The winning team consisted of four work experience students, whose scheme was selected above concepts by interior designers and project and associate architects. Their theme was “bringing the trees inside” – the space is within an office building on leafy St Kilda Road in Melbourne.
The plywood triangulated walls signify giant abstracted tree trunks lying on their sides. Carved voids create meeting and waiting zones, lined with green EchoPanel to follow the theme. “We ripped out the existing interior, stripping it back to basics, and polished the slab,” says Yelland.
The construction was completed by the staff, apart from some specialist services like plumbing and electricity. Eighteen staff contributed to the build. It took longer than expected. “We had a really complex ArchiCAD model,” says Yelland. “At one point we wanted to change something and it was going to take four hours of computer time, so instead we made the changes on site.” None of the ply panels were computer-cut; the whole job was handcrafted on site.
In order to set out the complex faceted angles, an ingenious combination of climbing ropes, waistband elastic and string was used in the building process. A length of elastic would be strung up between the ceiling and the floor, and a string attached to a brick would pull the vertex out to the right place. This delicate tracery would then be replaced by pine timber studwork. A web of lines filled the working space, with the carpentry team ducking and weaving as they worked.
I am reminded of the artist Fred Sandback and his spatial installations made of string. I wonder if it could have been possible to leave some of the string in place somewhere, like a 3D sketch in space? Perhaps it could have been done in the actual “office” part, where the fitout becomes less experimental. An existing fire escape in the centre of this working zone made it the logical service core, while the staff kitchen area includes table tennis and table soccer.
Most of the effort, and success, is in the public face of the office. From the entry foyer you see a plywood canyon, its twists and turns concealing the more prosaic staff areas beyond. On your way along the organic corridor you would be forgiven for missing the boardroom and the cloakroom, hidden by secret doors in the faceted wall. Yelland is particularly proud of the boardroom door. “Not only is it not square, it’s not vertical, and it’s a secret door from both sides,” he says.
Inside the boardroom we see the reverse of the faceted wall, which is also clad in plywood. In order to test the strength of the freestanding bent stud wall without the help of an engineer, they tried lying it down and jumping on it first. The boardroom table was also made in-house, resting on a plywood plinth in the shape of a plus sign (the only computer-cut ply in the job) and cantilevering off steel beams welded by a staff member.

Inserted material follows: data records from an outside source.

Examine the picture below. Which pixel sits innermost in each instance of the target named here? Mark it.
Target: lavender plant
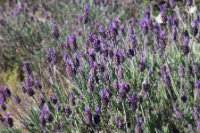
(116, 75)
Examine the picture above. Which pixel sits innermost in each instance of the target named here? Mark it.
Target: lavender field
(100, 66)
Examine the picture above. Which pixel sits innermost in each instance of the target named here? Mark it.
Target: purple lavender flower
(37, 85)
(86, 14)
(141, 63)
(118, 122)
(16, 99)
(119, 72)
(41, 102)
(197, 88)
(68, 110)
(163, 9)
(96, 116)
(55, 29)
(144, 25)
(172, 4)
(90, 85)
(71, 98)
(177, 112)
(8, 120)
(26, 67)
(51, 55)
(96, 45)
(194, 28)
(91, 54)
(86, 8)
(198, 126)
(123, 89)
(104, 95)
(195, 67)
(145, 88)
(188, 2)
(69, 69)
(132, 102)
(76, 61)
(72, 42)
(138, 126)
(58, 106)
(115, 85)
(5, 91)
(101, 30)
(183, 96)
(87, 115)
(106, 77)
(3, 106)
(28, 82)
(147, 12)
(42, 121)
(53, 98)
(1, 118)
(119, 57)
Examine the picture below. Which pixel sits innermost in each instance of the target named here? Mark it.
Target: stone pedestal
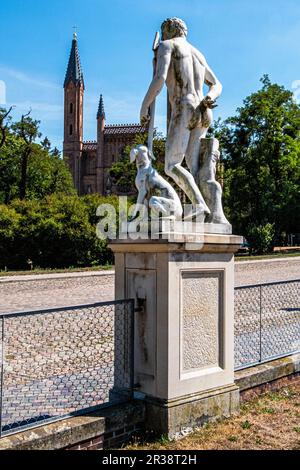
(184, 328)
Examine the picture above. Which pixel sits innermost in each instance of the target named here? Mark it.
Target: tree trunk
(23, 182)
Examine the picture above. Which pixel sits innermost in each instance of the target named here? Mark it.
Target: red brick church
(90, 161)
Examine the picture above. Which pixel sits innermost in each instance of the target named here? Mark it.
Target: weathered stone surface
(200, 319)
(73, 431)
(175, 416)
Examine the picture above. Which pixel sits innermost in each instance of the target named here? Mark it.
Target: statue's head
(142, 155)
(173, 28)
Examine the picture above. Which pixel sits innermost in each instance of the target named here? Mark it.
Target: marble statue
(154, 191)
(185, 71)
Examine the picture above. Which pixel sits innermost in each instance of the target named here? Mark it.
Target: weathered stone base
(179, 416)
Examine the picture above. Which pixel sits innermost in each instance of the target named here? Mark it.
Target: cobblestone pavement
(57, 291)
(54, 363)
(260, 272)
(64, 361)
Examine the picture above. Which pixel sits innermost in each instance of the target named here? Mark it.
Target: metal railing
(267, 322)
(64, 361)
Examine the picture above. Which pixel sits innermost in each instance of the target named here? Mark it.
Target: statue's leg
(209, 186)
(176, 145)
(193, 150)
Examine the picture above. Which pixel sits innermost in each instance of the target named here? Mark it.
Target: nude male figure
(185, 71)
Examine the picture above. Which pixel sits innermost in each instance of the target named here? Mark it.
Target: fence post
(260, 324)
(2, 373)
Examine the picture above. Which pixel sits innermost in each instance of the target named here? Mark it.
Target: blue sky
(241, 40)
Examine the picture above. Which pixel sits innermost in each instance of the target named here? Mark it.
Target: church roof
(119, 129)
(74, 71)
(90, 145)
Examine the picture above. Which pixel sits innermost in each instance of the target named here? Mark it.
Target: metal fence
(267, 322)
(62, 362)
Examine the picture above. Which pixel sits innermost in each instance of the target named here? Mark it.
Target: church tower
(73, 114)
(100, 147)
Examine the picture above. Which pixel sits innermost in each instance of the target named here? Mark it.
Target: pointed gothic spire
(101, 112)
(74, 72)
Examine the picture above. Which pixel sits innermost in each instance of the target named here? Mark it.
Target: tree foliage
(261, 152)
(29, 169)
(56, 232)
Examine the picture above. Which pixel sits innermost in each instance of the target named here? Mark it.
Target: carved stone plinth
(184, 361)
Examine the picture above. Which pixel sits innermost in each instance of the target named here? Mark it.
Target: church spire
(74, 72)
(101, 112)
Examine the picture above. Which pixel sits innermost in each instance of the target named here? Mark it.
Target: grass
(56, 271)
(270, 256)
(268, 422)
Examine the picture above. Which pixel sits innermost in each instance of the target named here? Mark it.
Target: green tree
(28, 131)
(27, 168)
(261, 152)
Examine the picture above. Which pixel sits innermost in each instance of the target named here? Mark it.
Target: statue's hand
(145, 116)
(207, 102)
(132, 218)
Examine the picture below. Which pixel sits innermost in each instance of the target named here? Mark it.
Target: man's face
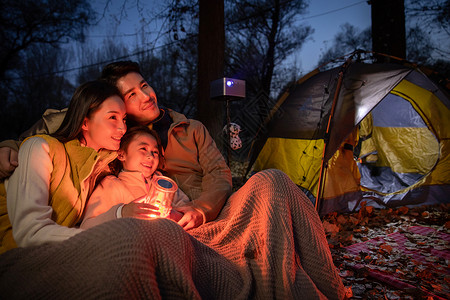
(140, 98)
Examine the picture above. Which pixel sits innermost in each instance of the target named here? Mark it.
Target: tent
(375, 132)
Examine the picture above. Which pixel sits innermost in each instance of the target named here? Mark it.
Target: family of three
(263, 241)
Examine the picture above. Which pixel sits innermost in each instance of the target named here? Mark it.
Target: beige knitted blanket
(267, 243)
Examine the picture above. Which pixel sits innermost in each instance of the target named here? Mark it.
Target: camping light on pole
(228, 89)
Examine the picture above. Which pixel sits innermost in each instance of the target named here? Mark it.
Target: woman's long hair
(116, 166)
(85, 101)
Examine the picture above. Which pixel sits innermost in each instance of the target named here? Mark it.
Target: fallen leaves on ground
(419, 279)
(369, 223)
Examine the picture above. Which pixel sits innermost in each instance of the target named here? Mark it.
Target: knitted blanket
(267, 243)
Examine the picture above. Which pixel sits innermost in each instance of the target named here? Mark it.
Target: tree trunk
(211, 53)
(388, 28)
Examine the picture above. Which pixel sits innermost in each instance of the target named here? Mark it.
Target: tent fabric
(401, 119)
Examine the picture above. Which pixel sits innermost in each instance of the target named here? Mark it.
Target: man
(192, 158)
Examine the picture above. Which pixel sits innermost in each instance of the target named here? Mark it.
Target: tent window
(397, 148)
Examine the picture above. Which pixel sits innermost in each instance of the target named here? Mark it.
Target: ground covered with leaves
(400, 253)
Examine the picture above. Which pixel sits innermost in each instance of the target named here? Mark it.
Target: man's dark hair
(113, 71)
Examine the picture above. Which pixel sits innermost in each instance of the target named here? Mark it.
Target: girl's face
(106, 126)
(141, 155)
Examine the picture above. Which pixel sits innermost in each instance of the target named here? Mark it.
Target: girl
(46, 195)
(139, 157)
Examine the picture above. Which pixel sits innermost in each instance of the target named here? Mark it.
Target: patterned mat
(415, 259)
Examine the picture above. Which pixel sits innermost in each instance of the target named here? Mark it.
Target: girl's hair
(84, 103)
(116, 166)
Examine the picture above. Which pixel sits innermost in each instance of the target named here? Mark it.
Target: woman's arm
(27, 198)
(104, 202)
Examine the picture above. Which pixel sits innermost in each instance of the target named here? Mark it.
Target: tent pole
(324, 164)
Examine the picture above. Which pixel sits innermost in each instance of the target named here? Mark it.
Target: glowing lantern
(161, 194)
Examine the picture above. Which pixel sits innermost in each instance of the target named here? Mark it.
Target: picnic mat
(419, 250)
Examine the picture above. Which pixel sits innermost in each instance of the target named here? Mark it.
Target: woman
(47, 193)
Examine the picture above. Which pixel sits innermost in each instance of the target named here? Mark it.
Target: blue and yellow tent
(387, 140)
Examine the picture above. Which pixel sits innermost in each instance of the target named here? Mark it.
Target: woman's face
(106, 126)
(141, 155)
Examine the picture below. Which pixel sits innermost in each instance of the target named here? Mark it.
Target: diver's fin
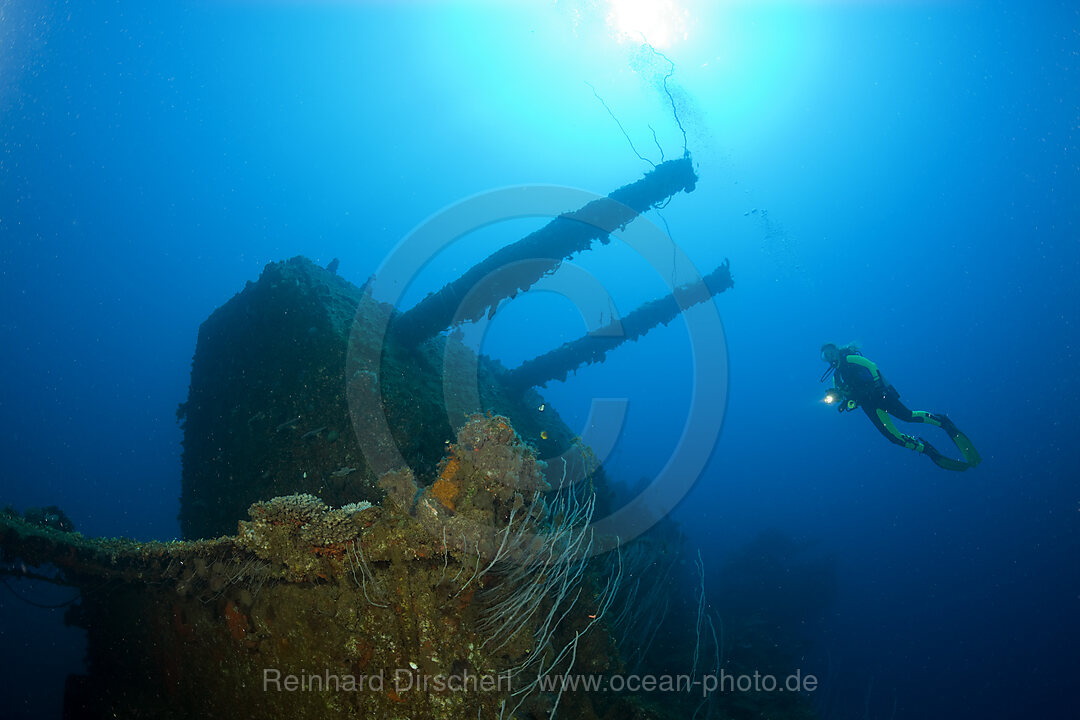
(943, 461)
(967, 449)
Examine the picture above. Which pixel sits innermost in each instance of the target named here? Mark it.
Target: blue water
(904, 175)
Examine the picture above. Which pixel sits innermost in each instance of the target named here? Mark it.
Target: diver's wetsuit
(860, 381)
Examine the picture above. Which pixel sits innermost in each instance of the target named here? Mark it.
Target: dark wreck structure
(305, 562)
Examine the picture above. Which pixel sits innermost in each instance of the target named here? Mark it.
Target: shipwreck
(312, 582)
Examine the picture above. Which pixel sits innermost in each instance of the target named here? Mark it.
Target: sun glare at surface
(661, 23)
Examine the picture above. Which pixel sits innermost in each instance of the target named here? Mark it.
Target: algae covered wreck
(309, 559)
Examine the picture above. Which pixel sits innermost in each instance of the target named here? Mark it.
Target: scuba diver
(856, 382)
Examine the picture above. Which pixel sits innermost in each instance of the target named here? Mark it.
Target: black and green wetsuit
(861, 384)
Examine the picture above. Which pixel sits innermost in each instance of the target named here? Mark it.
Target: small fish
(288, 424)
(312, 433)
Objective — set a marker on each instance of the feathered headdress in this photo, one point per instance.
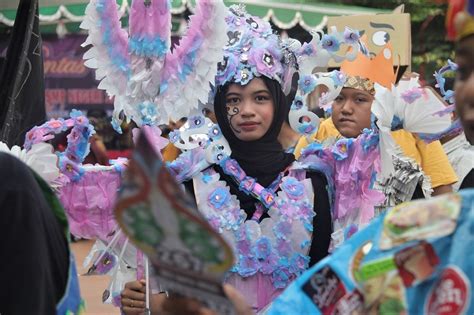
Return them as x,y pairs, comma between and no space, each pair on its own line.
150,83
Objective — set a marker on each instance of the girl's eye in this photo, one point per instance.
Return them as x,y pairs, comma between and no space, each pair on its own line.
233,100
261,98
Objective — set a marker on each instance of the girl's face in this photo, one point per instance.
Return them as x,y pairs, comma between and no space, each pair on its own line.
351,112
464,86
250,109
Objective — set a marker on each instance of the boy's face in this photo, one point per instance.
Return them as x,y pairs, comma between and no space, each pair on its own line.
464,86
351,112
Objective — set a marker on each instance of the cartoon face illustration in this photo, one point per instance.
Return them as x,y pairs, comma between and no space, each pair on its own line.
380,29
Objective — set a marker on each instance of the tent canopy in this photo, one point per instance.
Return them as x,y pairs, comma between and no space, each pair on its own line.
286,14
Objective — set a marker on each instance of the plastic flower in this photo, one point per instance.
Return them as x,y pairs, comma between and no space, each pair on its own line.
269,264
243,246
297,103
298,263
244,75
351,36
340,150
218,197
397,123
247,184
307,49
195,121
282,229
106,263
280,278
226,69
330,43
247,266
263,248
231,167
268,197
76,113
266,61
214,132
338,77
148,113
307,83
293,188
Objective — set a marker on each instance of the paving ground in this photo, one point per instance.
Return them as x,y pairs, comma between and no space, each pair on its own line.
91,286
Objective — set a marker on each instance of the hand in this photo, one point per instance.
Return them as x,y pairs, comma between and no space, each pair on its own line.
133,297
183,305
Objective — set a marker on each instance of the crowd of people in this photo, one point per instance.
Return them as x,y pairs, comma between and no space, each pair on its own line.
300,193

The plus sign appears twice more in the fitout: a small version cast into the in situ concrete reception desk as minimal signage, and a giant-scaled one cut into the canyon to form one of the meeting areas.
Walking around a space like this reminds me of why we normally build straight walls. “So far only one person has hit their head on the fitout,” Yelland assures me, “but they stepped backwards into it.” When viewed from the lift lobby, there is no mistaking the sculptural timber-carved space as anything but a design office of some kind, which is why the practice left out any signage, apart from the word “plus” in lower case drawn by hand, about five centimetres long, directly onto the plywood. As Yelland puts it, “we don’t need to tell anyone what we do anymore.”